All data were presented as mean ± standard deviation (X ± SD). The results were statistically analyzed using SPSS 19.0 software (IBM, Chicago, IL, USA). Student’s t-test and one-way ANOVA were used to analyze the significance of differences at p < 0.05.

3. Results

3.1. Genetic and Phenotype Sex Identification of the Treated Spotted Scats

The 28 XY fish were sampled from the treatment group using sex-linked markers. The electrophoresis results, shown in Figure 1, showed two bands of 593 and 693 bp in XY fish and only one band of 593 bp in XX fish. The gonads of the 28 XY individuals, XY-completely sex-reversed males (4/28, 15%), had fully developed into ovaries and were morphologically highly similar in appearance to the ovaries of treated XX females (Figure 2). In XY-partially sex-reversed fish (3/28, 11%) the gonads contained both testis and ovary tissue and could be considered an ovotestis.
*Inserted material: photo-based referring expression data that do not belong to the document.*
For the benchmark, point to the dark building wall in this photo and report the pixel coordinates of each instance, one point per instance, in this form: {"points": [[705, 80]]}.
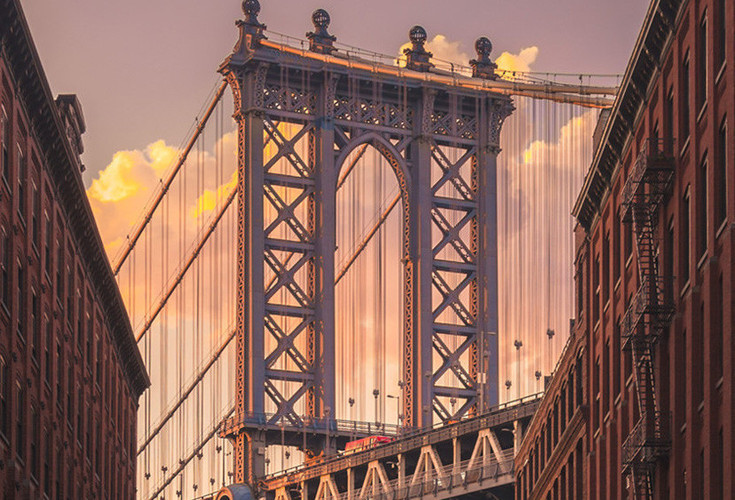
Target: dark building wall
{"points": [[69, 378], [685, 103], [694, 238]]}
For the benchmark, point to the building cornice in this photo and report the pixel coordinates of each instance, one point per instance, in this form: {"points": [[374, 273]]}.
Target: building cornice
{"points": [[33, 88]]}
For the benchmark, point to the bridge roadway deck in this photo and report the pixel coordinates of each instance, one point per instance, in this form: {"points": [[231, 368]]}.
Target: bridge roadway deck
{"points": [[483, 474]]}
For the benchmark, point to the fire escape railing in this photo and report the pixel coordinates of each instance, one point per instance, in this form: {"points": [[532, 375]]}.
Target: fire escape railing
{"points": [[650, 311]]}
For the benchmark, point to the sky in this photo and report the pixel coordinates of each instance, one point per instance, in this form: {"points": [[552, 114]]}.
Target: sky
{"points": [[143, 68]]}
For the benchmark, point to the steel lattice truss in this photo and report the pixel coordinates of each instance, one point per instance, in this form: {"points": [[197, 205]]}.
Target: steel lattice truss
{"points": [[441, 142]]}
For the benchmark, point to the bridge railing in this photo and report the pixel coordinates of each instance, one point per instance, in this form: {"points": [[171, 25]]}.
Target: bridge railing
{"points": [[407, 439]]}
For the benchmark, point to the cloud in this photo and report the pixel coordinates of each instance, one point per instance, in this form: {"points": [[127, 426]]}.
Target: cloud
{"points": [[521, 62]]}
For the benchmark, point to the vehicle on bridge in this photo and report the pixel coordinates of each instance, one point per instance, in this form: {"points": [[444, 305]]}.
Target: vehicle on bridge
{"points": [[366, 443]]}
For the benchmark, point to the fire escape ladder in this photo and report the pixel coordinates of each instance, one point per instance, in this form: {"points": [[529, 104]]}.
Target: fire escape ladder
{"points": [[648, 313]]}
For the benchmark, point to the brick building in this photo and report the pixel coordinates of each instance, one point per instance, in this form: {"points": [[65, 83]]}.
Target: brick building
{"points": [[70, 370], [654, 266], [551, 457]]}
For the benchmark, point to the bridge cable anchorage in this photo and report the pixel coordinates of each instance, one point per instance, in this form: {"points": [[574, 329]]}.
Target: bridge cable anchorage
{"points": [[367, 239], [185, 395], [183, 463], [132, 241], [187, 265]]}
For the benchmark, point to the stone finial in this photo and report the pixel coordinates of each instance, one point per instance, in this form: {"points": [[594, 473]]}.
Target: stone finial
{"points": [[320, 40], [417, 57], [250, 25], [483, 67]]}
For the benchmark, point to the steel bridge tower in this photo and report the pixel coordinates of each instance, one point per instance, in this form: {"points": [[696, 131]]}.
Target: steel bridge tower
{"points": [[338, 102]]}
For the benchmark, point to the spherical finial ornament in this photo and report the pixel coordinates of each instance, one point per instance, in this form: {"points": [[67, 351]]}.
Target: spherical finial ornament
{"points": [[321, 19], [483, 46], [251, 7], [417, 35]]}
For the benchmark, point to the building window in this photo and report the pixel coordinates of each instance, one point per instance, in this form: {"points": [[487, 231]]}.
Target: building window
{"points": [[47, 463], [721, 175], [616, 358], [35, 429], [98, 361], [80, 424], [59, 374], [5, 268], [702, 207], [21, 184], [718, 341], [20, 437], [606, 378], [47, 351], [35, 326], [69, 393], [685, 235], [4, 146], [47, 246], [580, 289], [668, 263], [70, 295], [35, 219], [684, 104], [606, 267], [4, 400], [721, 21], [596, 291], [88, 337], [21, 300], [669, 120], [702, 64], [615, 249]]}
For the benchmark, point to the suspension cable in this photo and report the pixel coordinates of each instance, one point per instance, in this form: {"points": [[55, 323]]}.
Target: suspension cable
{"points": [[132, 241]]}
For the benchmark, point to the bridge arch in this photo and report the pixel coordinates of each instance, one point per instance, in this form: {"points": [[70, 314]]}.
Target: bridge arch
{"points": [[364, 222]]}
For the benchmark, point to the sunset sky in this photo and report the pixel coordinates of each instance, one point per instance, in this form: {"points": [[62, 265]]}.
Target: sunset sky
{"points": [[142, 68]]}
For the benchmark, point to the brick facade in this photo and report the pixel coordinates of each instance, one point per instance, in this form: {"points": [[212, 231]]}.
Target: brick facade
{"points": [[70, 373]]}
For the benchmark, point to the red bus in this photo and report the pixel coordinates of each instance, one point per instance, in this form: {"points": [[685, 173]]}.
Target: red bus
{"points": [[366, 443]]}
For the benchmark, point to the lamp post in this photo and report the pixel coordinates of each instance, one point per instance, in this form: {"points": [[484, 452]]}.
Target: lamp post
{"points": [[376, 393], [538, 378], [351, 401], [518, 344]]}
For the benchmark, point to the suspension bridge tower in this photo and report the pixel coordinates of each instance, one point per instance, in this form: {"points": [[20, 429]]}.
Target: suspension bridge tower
{"points": [[414, 116]]}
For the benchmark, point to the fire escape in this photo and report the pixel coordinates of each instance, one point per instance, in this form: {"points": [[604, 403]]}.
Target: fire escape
{"points": [[649, 312]]}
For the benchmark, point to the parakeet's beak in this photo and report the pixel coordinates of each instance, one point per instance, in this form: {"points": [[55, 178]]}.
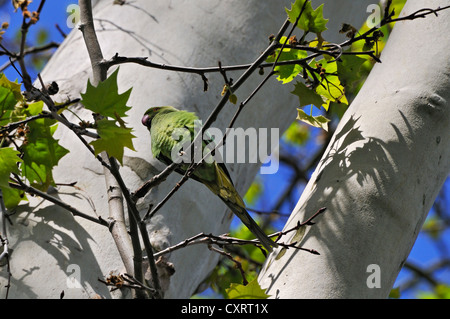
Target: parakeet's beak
{"points": [[146, 120]]}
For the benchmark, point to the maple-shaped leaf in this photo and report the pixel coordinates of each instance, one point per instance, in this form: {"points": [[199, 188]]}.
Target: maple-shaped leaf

Morphological abnormalities were found in XY sex-reversed females obtained in our laboratory by E2 treatment alone (300 mg/g), indicating that E2/TR resulted in better-developed ovaries (Figure 2j,k) [15].

3.2. Changes in Serum Sex Steroid Hormone Levels

Serum levels of 11-KT were significantly lower in XY-completely sex-reversed, XY-partially sex-reversed, and XX females than those in XY-males. However, the 11-KT levels were found to be similar in XY-completely sex-reversed individuals and XX females. In addition, serum T levels were comparable in all groups of fish and were only slightly lower in XY-completely sex-reversed and female individuals compared to males and XY-partially sex-reversed individuals (Figure 3).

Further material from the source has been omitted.